Healing Garden
Heide’s healing garden reflects Sunday Reed’s aspiration for the Heide gardens to be both a creative outlet and a source of respite and rejuvenation.
When she and John Reed lived in the original cottage the healing garden site was their first kitchen garden. Over time the eucalyptus trees cast too much shadow and they moved the kitchen garden further out, to its current location. Their friend Barrett Reid later attempted to plant a rainforest garden in the area during his residence in the cottage in the 1980s, however, it was largely unsuccessful, and the healing garden restores the alignment of the space with the philosophical intentions of the Reeds.
The garden has been designed with climate and seasonality in mind and to maximise wellbeing benefits, with many sensory plantings and numerous places to sit and feel enclosed within the space. It is also located on the most physically accessible part of the Heide grounds so that people of all abilities can enjoy it and have a heightened experience of all the different elements of the Heide gardens in one location.

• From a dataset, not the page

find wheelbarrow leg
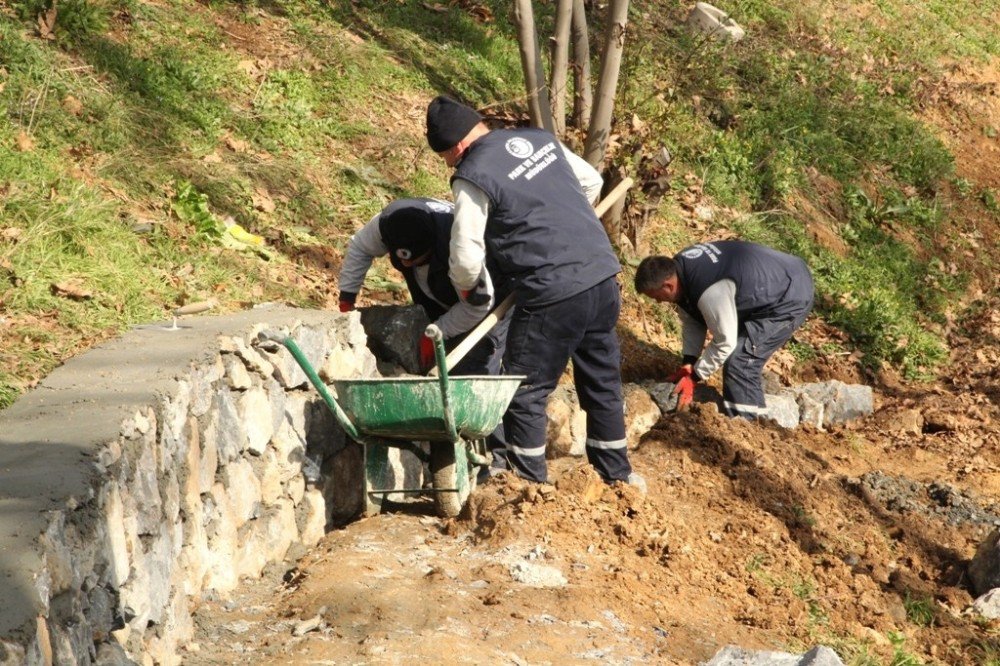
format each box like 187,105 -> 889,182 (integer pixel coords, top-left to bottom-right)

photograph: Clytie Meredith
photograph: Clytie Meredith
photograph: Clytie Meredith
photograph: Clytie Meredith
The healing garden is for everyone who visits Heide, but it is also purpose-built for people who could benefit the most, facilitated by partnerships with community groups for co-designed programs including disability service providers and aged care facilities.
Completed in 2021, the garden was designed by leading urban design and landscape architecture firm Openwork and supported by The Shine On Foundation. The project has seen the transformation of one of the most under-utilised and overgrown sections of the Heide environment into one of the most beautiful, purposeful and inviting.